Es preciso también honrar la memoria histórica, pero no se puede hacer desde la demagogia mitinera. Esquerra Republicana protagonizó un intento de rebelión militar contra la Monarquía de la restauración, una intentona fallida de secesión en los albores de la II República y un golpe de Estado contra el Gobierno de esta, que tuvo que ser reprimido por la violencia. Eso forma parte también de esa memoria que hoy se reivindica: la insurrección contra la democracia legítima, tachándola de régimen opresor, del fanatismo nacionalista. El español y el catalán.

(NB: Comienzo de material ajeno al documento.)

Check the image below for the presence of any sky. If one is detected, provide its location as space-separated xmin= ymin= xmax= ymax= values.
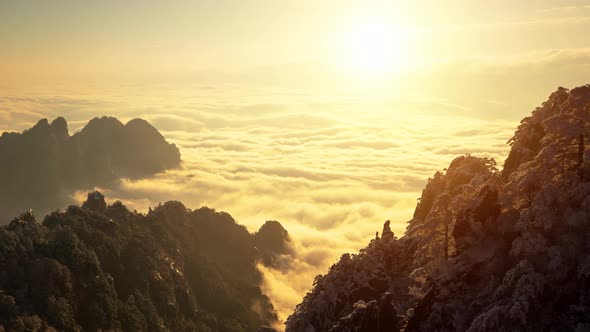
xmin=0 ymin=0 xmax=590 ymax=324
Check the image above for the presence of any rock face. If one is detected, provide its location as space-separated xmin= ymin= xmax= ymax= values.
xmin=82 ymin=191 xmax=107 ymax=213
xmin=286 ymin=86 xmax=590 ymax=331
xmin=254 ymin=220 xmax=294 ymax=270
xmin=0 ymin=117 xmax=181 ymax=224
xmin=0 ymin=192 xmax=282 ymax=332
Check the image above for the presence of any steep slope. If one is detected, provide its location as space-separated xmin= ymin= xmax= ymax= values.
xmin=286 ymin=86 xmax=590 ymax=331
xmin=0 ymin=117 xmax=180 ymax=220
xmin=0 ymin=192 xmax=290 ymax=331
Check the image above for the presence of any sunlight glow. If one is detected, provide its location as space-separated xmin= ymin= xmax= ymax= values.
xmin=335 ymin=21 xmax=412 ymax=76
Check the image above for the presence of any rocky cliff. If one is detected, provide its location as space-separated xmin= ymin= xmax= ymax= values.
xmin=286 ymin=85 xmax=590 ymax=331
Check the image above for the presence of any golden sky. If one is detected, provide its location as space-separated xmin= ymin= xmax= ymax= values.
xmin=0 ymin=0 xmax=590 ymax=324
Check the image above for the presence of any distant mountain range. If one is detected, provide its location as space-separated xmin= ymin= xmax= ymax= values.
xmin=0 ymin=117 xmax=181 ymax=224
xmin=286 ymin=85 xmax=590 ymax=332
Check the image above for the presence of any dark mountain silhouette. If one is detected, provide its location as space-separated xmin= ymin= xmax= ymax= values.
xmin=286 ymin=85 xmax=590 ymax=332
xmin=0 ymin=192 xmax=284 ymax=331
xmin=254 ymin=220 xmax=295 ymax=270
xmin=0 ymin=117 xmax=181 ymax=220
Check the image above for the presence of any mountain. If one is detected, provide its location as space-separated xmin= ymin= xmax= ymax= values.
xmin=0 ymin=117 xmax=181 ymax=220
xmin=0 ymin=192 xmax=287 ymax=331
xmin=286 ymin=85 xmax=590 ymax=332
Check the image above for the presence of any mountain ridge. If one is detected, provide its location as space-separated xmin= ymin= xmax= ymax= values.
xmin=0 ymin=192 xmax=287 ymax=331
xmin=286 ymin=85 xmax=590 ymax=332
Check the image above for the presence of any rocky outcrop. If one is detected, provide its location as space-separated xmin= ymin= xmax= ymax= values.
xmin=0 ymin=192 xmax=282 ymax=332
xmin=254 ymin=220 xmax=295 ymax=270
xmin=286 ymin=86 xmax=590 ymax=331
xmin=0 ymin=117 xmax=181 ymax=224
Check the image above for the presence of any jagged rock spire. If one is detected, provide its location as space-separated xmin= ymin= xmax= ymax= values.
xmin=381 ymin=220 xmax=394 ymax=239
xmin=82 ymin=191 xmax=107 ymax=212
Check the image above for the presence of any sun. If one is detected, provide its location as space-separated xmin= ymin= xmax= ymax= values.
xmin=336 ymin=21 xmax=410 ymax=76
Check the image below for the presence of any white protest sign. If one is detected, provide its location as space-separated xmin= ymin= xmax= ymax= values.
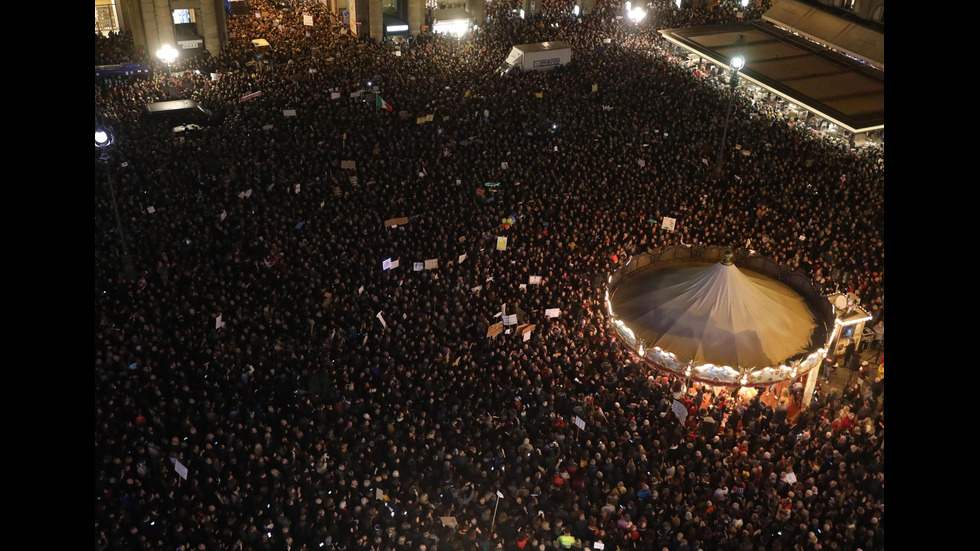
xmin=171 ymin=458 xmax=187 ymax=480
xmin=670 ymin=400 xmax=687 ymax=425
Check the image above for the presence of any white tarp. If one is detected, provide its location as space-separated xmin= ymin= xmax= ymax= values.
xmin=610 ymin=262 xmax=816 ymax=368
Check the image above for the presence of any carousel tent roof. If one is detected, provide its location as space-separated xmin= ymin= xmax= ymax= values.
xmin=610 ymin=262 xmax=816 ymax=368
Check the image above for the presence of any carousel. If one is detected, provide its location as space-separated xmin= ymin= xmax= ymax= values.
xmin=606 ymin=246 xmax=836 ymax=398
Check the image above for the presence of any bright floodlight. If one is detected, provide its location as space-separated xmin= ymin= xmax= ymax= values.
xmin=157 ymin=44 xmax=177 ymax=65
xmin=95 ymin=130 xmax=112 ymax=147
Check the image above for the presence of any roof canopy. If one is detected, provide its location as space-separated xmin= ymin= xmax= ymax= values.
xmin=762 ymin=0 xmax=885 ymax=71
xmin=660 ymin=16 xmax=885 ymax=133
xmin=610 ymin=263 xmax=816 ymax=368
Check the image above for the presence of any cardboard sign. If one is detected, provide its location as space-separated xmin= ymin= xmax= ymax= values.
xmin=174 ymin=458 xmax=187 ymax=480
xmin=670 ymin=400 xmax=687 ymax=425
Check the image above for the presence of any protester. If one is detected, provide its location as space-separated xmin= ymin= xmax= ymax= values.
xmin=95 ymin=0 xmax=884 ymax=551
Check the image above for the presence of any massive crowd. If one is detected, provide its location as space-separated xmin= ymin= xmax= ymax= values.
xmin=94 ymin=0 xmax=884 ymax=551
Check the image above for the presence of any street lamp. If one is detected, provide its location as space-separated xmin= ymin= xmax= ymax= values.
xmin=714 ymin=39 xmax=745 ymax=179
xmin=95 ymin=126 xmax=136 ymax=281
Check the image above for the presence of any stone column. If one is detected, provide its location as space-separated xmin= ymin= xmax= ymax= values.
xmin=139 ymin=0 xmax=160 ymax=52
xmin=803 ymin=362 xmax=823 ymax=409
xmin=197 ymin=0 xmax=224 ymax=56
xmin=466 ymin=0 xmax=487 ymax=27
xmin=408 ymin=0 xmax=425 ymax=36
xmin=368 ymin=0 xmax=385 ymax=44
xmin=154 ymin=0 xmax=177 ymax=47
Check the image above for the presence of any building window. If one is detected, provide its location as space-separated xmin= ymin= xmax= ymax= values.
xmin=173 ymin=10 xmax=196 ymax=25
xmin=95 ymin=4 xmax=119 ymax=35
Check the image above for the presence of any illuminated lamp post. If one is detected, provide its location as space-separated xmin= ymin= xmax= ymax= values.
xmin=714 ymin=49 xmax=745 ymax=178
xmin=95 ymin=126 xmax=136 ymax=281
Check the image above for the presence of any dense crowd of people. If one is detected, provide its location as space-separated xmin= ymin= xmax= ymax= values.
xmin=94 ymin=0 xmax=884 ymax=551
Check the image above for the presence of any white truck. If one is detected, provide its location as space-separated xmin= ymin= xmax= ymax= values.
xmin=499 ymin=42 xmax=572 ymax=75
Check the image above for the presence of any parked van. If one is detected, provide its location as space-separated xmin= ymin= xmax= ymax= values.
xmin=146 ymin=99 xmax=215 ymax=127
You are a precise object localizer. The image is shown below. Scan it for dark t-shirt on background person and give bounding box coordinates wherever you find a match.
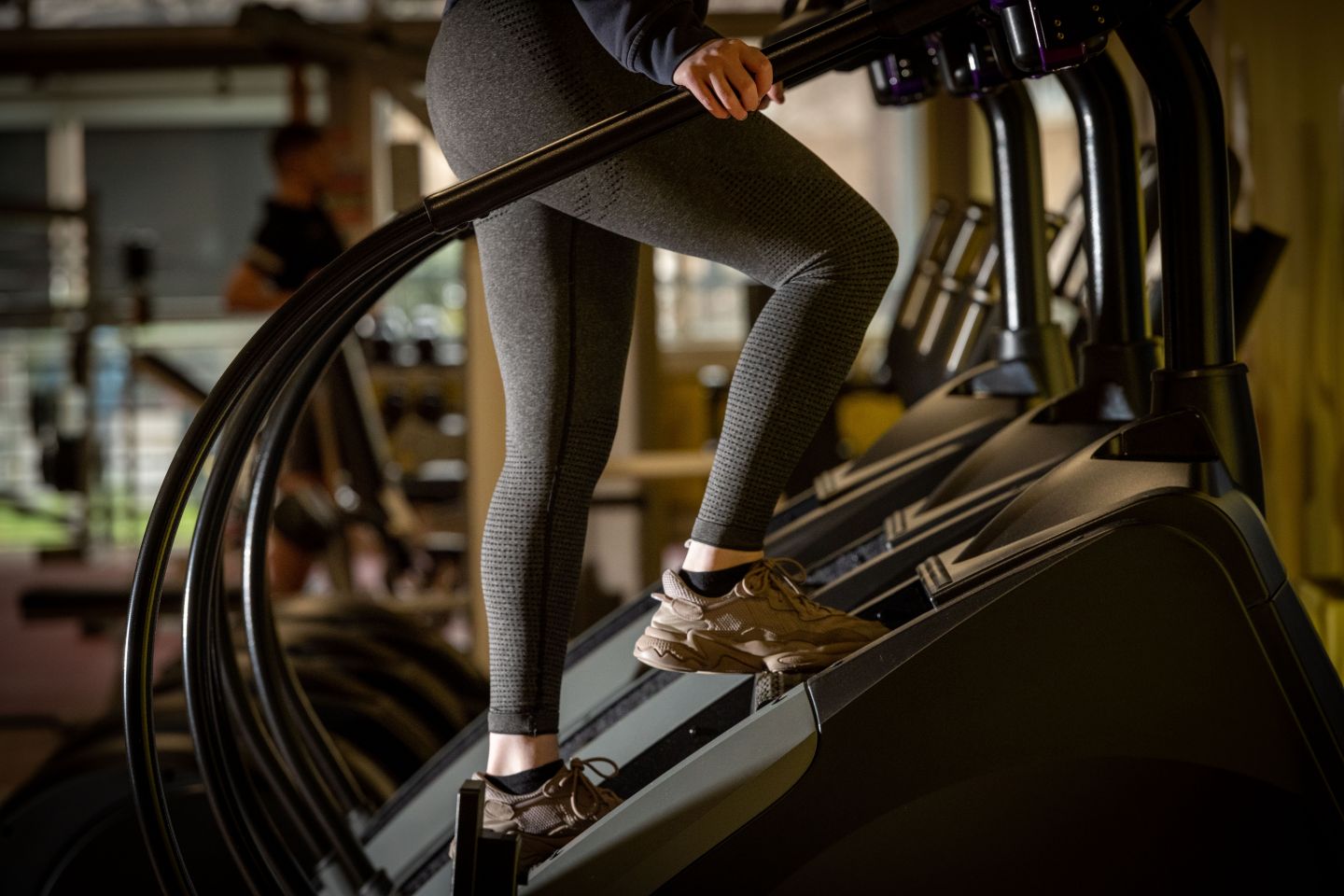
[247,199,344,293]
[247,199,344,476]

El PSOE ha sido y es un partido esencial para la construcción y desarrollo de nuestra Monarquía parlamentaria. Pero primero en Cataluña, con su “hermano” el PSC, y luego en La Moncloa ha cometido errores culpables de los que se derivan la actual situación y su debilidad parlamentaria. Hace unas semanas, significados representantes del partido me expresaban que en su opinión este ha sido ya destruido por las políticas clientelistas de La Moncloa. La desafección electoral en la última década sería una prueba de ello, aunque yo no lo creo así. También he escuchado a miembros del actual Gobierno su preocupación por lo que definen como “disfuncionalidad autonómica” a la hora de juzgar el comportamiento y las respuestas a los dos ingentes problemas que tenemos por delante: no son ya el conflicto catalán, sino la pandemia y la recuperación económica, de cuya solución depende el futuro de la democracia. Tratemos de salvarla entonces, incluida la España de las autonomías, por lo menos para los próximos 30 o 40 años. Porque lo de gobernar para siempre es el ensueño habitual de los césares y de los tontos, del que suelen despertar entre sollozos.